Nicht nur der Zeitvertreib gewöhnlicher Krieger wird gern herangezogen, um Englands lange Darts-Tradition zu beweisen. Immerhin bekam 1530 auch König Heinrich VIII einen Satz reichverzierter Darts geschenkt - vermutlich kurze Speere, mit denen er jagte. Bedenkt man das Schicksal der Frau, die ihm das Präsent überreichte, so maß er ihm nicht allzuviel Bedeutung bei: Der Monarch ließ Anne Boleyn eiskalt köpfen. Knapp 100 Jahre später sollen sogar die Pugrim Fathers, Englands strenggläubige Auswanderer, auf der Überfahrt nach Amerika ihre weißen Hemdkragen gelockert und ihre mächtigen schwarzen Hüte abgelegt haben, um dem Pfeilchenwerfen zu frönen. Doch auch diese Kolportage steht auf schwankendem Boden, was jeder bestätigen wird, der jemals auf hoher See versucht hat, ein Dartsboard zu treffen.

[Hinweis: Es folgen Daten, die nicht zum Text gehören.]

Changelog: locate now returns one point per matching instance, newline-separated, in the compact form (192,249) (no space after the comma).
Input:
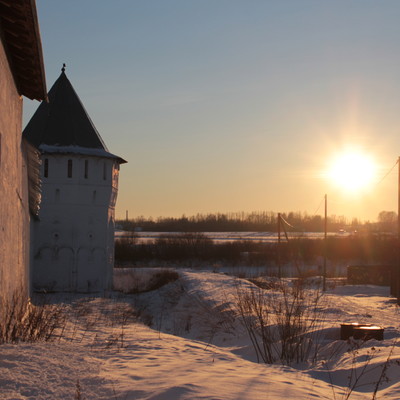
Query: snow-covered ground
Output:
(221,237)
(193,347)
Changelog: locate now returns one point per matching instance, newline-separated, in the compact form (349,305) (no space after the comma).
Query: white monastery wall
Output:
(14,208)
(74,239)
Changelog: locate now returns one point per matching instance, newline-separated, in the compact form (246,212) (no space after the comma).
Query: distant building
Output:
(73,247)
(21,73)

Erst um die letzte Jahrhundertwende verdichten sich handfeste Hinweise, die England zum Mutterland von Darts machen. 1896 ordnet der Zimmermann Brian Gamlin aus Bury in Lancaster die Zahlen auf dem Zielbrett in eben der Reihenfolge an, die bis heute gilt. 1901 erscheint im »Stationer, Printer & Fancy Trades Register« eine Anzeige über »Dart Boards«. Eine Provinzzeitung aus Lancashire vermeldet 1902 die ersten Darts - Würfe mit 180 Punkten, also der Höchstzahl. 1906 ersetzt ein Yorkshireman den hölzernen Dartkörper durch Metall. Bereits acht Jahre zuvor ist (in den USA) der erste faltbare Papier-Flight patentiert worden, nachdem bis dahin Truthahnfedern am Pfeilende den Flug stabilisiert haben.

1908 wird es amtlich, daß Darts ein Geschicklichkeitsspiel ist - für seine Verbreitung ein wichtiger Fortschritt. Zu danken ist er dem couragierten Gastwirt Foot Anakin aus Leeds. Angeklagt, daß er in seinem Pub ein Glücksspiel mit kleinen Pfeilen und einer Zielscheibe dulde, tritt er im Gerichtssaal die Offensive an. Ein Hauch von Wilhelm Tell liegt in der Luft, als Foot - so genannt wegen seiner enormen Füße - vor den Richtern ein Board aufhängt. Der Gastronom holt seine Geschosse hervor und wirft sie tock ... tock ... tock ins 20-Punkte-Dreieck. Zur Steigerung der Beweiskraft bittet er die Amtsträger, sie mögen es ihm gleichtun. Ein Gerichtsdiener nimmt die Herausforderung an und trifft mit den zwei ersten Pfeilen nicht einmal die Zielscheibe. Foot Anakin soll daraufhin sogar dreimal die double 20, das oberste kleine Punktfeld, getroffen haben. Von soviel Können beeindruckt, fällt der Magistrat das folgenreiche Urteil: »This is no game of chance« - »Dies ist kein Glücksspiel«. So kann Darts nun endgültig die Pubs erobern.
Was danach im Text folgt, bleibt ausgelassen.